Я внимательно вглядываюсь в его лицо и снова вижу ту же спокойную уверенность в своей правоте, ту же упрямую до глупости непоколебимость. Он возмужал и огрубел, черты приобрели четкость, толстые губы любителя поесть придают его лицу добродушное выражение, но серые глаза глядят мрачно, невидящий взгляд устремлен на пепельницу. Подобное слияние концентрации и рассеянности типично для душевнобольных. Но Бабаколев здоров, в нем лишь ощущается какая-то напряженность и тревога.
— Почему не пьешь вишневку? — спрашиваю его по-свойски на «ты». — Моя жена обидится.
— Большое спасибо, товарищ Евтимов, — вежливо отвечает он, — но я за рулем.

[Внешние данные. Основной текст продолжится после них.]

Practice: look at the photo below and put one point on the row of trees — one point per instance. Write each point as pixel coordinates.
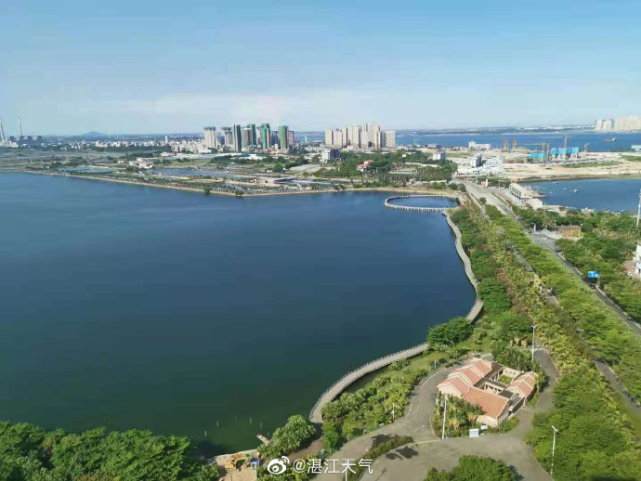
(596, 440)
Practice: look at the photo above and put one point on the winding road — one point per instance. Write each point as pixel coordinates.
(412, 461)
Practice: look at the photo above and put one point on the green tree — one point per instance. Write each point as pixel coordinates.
(452, 332)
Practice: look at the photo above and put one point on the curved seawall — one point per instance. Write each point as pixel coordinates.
(389, 202)
(343, 383)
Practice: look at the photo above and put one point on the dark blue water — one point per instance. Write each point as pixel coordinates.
(602, 194)
(598, 141)
(425, 202)
(128, 306)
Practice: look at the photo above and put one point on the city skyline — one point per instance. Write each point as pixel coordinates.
(147, 68)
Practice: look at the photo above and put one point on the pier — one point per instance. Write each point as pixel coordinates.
(390, 205)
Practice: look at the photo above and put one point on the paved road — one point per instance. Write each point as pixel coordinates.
(411, 462)
(544, 241)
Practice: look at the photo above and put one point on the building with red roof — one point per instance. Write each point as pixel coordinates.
(482, 383)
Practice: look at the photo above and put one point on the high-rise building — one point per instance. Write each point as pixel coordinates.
(363, 136)
(329, 137)
(265, 136)
(246, 142)
(228, 137)
(211, 139)
(253, 138)
(237, 138)
(3, 138)
(388, 138)
(619, 124)
(374, 136)
(283, 137)
(631, 122)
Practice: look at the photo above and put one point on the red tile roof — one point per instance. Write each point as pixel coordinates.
(492, 405)
(524, 384)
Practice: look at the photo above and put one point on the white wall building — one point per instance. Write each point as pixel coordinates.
(619, 124)
(211, 139)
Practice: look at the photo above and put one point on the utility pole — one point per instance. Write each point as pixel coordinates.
(639, 210)
(533, 330)
(553, 449)
(444, 417)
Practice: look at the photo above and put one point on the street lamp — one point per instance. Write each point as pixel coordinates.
(444, 416)
(553, 449)
(533, 330)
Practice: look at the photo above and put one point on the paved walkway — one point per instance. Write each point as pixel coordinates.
(411, 462)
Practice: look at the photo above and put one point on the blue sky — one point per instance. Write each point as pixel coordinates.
(143, 66)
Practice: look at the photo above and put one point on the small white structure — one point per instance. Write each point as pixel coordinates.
(476, 161)
(474, 146)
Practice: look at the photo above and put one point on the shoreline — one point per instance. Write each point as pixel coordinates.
(336, 389)
(439, 192)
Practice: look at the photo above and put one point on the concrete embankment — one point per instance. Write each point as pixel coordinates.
(389, 203)
(343, 383)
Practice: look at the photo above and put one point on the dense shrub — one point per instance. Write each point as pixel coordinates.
(474, 468)
(295, 434)
(452, 332)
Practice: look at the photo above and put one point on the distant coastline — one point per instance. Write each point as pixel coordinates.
(440, 192)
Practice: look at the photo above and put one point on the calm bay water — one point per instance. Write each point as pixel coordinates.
(425, 202)
(126, 306)
(603, 194)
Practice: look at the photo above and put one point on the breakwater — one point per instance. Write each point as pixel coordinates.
(343, 383)
(390, 203)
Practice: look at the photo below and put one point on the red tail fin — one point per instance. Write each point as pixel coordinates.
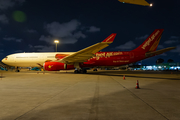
(151, 43)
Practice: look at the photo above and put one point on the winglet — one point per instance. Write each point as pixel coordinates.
(110, 38)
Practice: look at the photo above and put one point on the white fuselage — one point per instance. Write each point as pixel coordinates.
(31, 59)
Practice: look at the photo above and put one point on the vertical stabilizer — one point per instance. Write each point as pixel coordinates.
(151, 43)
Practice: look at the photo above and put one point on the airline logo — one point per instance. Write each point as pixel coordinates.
(150, 40)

Ничего не поделаешь — служба!
— Значит, работаешь шофером?
— Ага… вожу стройматериалы с базы возле квартала Дырвеница. Там тоже такая грязь… — Он оглядывается, словно ища куда бы плюнуть, но новый палас удерживает его от этого порыва, и он сглатывает слюну. — Повсюду смердит!
По профессиональной привычке я не спешу возразить. Бабаколев умолкает, задумывается, глаза его вдруг наполняются влагой, похоже, что этот огромный неуклюжий мужчина сейчас заплачет.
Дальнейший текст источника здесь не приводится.